C'était tellement déroutant.

– C'est plutôt logique, vu la façon dont vos émotions sont liées, réfléchit Izuku.

Rody redressa la tête, surpris.

– Pino n'est pas seulement le reflet de tes émotions, reprit Izuku, poursuivant sa réflexion. Iel a sa propre volonté. Comme lorsqu'iel m'a réveillé pour m'avertir que tu étais parti avec la mallette d'Humarise. Tu te rappelles ?

Il hocha la tête sans rien dire.

– Peut-être qu'au fond de toi, tu savais que c'était une mauvaise idée de leur livrer la mallette (ce qui a probablement motivé les actes de Pino, d'ailleurs). Mais tu avais pris ta décision, pensant faire ce qui était pour le mieux. Seulement Pino n'était pas d'accord. Sa volonté n'est pas la tienne. Et iel peut avoir des émotions qui ne sont pas les tiennes.

Izuku se trémoussa entre ses bras et se retourna à demi, emporté par son raisonnement.

– Comme lorsqu'iel s'énerve que tu mettes trop d'épices dans le curry. Ou qu'iel s'amuse de te voir galérer à réparer l'évier...

– Hum, Pino peut être une vraie teigne quand iel s'y met, grommela Rody.

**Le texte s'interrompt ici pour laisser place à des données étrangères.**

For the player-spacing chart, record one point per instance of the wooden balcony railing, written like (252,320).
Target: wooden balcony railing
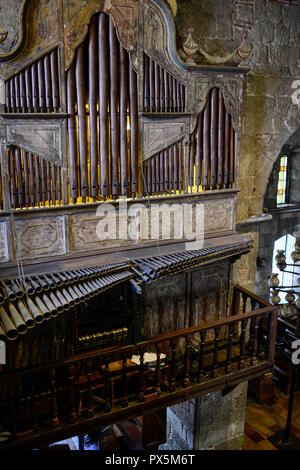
(91,390)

L'oiseau piailla de colère et décolla des mains d'Izuku pour voleter à sa hauteur, le regard dédaigneux. Et même si Pino était étrangement expressifve pour un oiseau, Rody prit soudain conscience de la facilité avec laquelle il lisait ses émotions, d'aussi loin qu'il se souvienne. À quel point s'était-il voilé la face pour ne s'en rendre compte qu'aujourd'hui ?

– Vos émotions sont connectées. Ce n'est pas étonnant que le passage se fasse dans les deux sens, conclut Izuku.

Rody le regarda avec un sourire en coin, impressionné et amusé par la faculté d'Izuku à analyser et décortiquer les alters. Il avait compris en quelques minutes ce que Rody avait mis toute une vie à deviner.

– Tu es vraiment incroyable.

– J-je... C'est juste de l'observation et de la logique. J'ai un peu trop l'habitude de faire ça...

– Ne change jamais, souffla Rody en se penchant pour l'embrasser.

Izuku sourit contre ses lèvres, profitant du baiser. Puis il reprit sa position et ses grattouilles à Pino. Rody se blottit contre lui, calant son menton sur son épaule.

– Mais si un jour, ça te gêne que je caresse Pino, peu importe la raison, n'hésite pas à me le dire. Je ne veux pas te mettre mal à l'aise ou inconfortable ou quoi...

– Je sais. Merci.

Il le serra entre ses bras et il sentit Izuku sourire.

Ils restèrent juste comme ça, blottis l'un contre l'autre, à discuter de tout et de rien, à plaisanter et se chamailler, Pino piaillant autour d'eux, jusqu'à ce qu'il soit l'heure d'aller chercher Roro et Lala à l'école.